I don’t want to miss any chance to be around her helping in assignment, be a member in presentation and be a member in group discussion, just to be around her. We have to make a group on whatsapp just to prepare our presentation and share to the person who is compiling, I got her number finally we can can start our conversation the first time I said Hi to you on whatsapp and you replied to that message I think there were some connection between us we both had some kind of spark and our conversation starts and I don’t know the connection we are building or other thing our conversation lasts when we get to know it’s morning we have to reach college on time we were talking over text but it seems like we are talking over phone and all things are so natural.
Slowly slowly she opened up I got to know her secrets and her fears, I also shared my fears my past I know she can keep my secret safe as I keep hers.
We start talking over phone when we see each other now we hold each other’s hand, in every fight I was with you in emotional breakdown I was with you my love for you was increasing day by day and I know you love me more than I do.
As we were sitting in our group I am holding her hand tightly I don’t want anything in my life but friends are friends they sent her to buy something so that they can talk to me they accused me for not giving them time as I have nobody inspite her and gradually I am realizing they are also important part of my life I should give them time too.
From this thought our differences might start when she was with me and I am with others try to look good in their eyes but I realized what if she didn’t like all these things I don’t want to loose her so I made her a part of the group so that I can spend time with her and my friends too.
I was with her all the time in every good or bad situation but inspite of trying these things she always take me for granted, her love is real but the way she showed was not appropriate for others and I want all to feel the same love what I feel but her love makes me weak everybody feels so do I.
One of her friend introduced her to a guy and she got concerned about him eventhough she was with me but she always have a concern for that guy inspite of me, the love I wanted the care I wanted I think her past took place of that. She was with me but talking to him made me his wisher whatever he wanted you do and I do things just because she asked me to do and at the end he wanted things she took things from me and gave it to him first time it broke my heart and I started to realize that our little secret for love was took over by her past.
I had a past too but I didn’t reflect that past in my present I don’t want us to suffer like I suffer in my past. There is saying Don’t make your past reflect in your present it can ruin your future, so the past ruined our future her past was so dark that it reflected in our present and my love can’t do anything our talks ends up in a fight and understanding is missing.

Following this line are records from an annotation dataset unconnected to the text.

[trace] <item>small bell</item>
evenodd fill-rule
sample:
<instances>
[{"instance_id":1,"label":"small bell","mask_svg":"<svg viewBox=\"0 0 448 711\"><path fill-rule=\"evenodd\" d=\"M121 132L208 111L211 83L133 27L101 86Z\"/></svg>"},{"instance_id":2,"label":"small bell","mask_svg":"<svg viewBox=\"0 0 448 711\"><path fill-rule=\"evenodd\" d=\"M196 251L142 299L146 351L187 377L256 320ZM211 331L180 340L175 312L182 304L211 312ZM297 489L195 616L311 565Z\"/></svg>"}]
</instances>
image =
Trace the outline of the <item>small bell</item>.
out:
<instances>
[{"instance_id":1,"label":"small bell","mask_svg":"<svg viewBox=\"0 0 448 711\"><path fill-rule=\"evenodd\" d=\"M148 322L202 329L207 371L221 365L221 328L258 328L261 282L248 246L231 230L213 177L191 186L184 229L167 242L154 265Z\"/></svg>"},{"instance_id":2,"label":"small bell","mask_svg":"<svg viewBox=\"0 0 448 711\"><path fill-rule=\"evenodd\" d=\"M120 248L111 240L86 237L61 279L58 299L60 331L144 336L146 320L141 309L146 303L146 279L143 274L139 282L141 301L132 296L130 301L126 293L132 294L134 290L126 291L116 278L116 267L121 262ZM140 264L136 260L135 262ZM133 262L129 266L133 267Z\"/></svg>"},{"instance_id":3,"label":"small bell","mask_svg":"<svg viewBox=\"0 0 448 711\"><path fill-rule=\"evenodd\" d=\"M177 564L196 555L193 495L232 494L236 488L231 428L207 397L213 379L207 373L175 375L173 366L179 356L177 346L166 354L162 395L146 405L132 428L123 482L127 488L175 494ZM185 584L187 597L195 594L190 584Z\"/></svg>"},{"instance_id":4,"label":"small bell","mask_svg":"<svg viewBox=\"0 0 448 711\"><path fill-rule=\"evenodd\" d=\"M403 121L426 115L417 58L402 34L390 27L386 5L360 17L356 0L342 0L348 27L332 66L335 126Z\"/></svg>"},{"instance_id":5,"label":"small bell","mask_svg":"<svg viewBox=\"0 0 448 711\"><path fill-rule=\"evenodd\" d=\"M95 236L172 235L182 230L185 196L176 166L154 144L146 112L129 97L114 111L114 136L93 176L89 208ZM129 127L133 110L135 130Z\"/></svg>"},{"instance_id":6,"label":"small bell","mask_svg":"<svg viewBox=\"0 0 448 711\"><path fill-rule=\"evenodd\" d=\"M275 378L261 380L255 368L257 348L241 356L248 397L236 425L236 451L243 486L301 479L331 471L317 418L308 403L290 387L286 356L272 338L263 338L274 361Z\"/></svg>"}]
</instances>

Every problem has a solution I too have a solution to confront everything to her and I feel in that vary moment when we confronted I feel more connected to her, she put her points I put mine and we understand each other’s point we realized our mistakes everything is back at that moment the feel, love, holding hands, cute talks I think never give up attitude worked, I got my love back the way I put finger in her hairs just to keep that side from her face so that I can see her face, kiss on her cheeks, hug her tightly, stare at her like nobody’s watching, feeding her from my hand she liked it.
Our little secret is how we fight from our past from our insecurities the way we confronted each other. Love make things more possible then we thought so every relationship secret is Trust, Communication, Respect, Care and Understanding, If we have these things relationship gets stronger and one day you will fall in love as I do.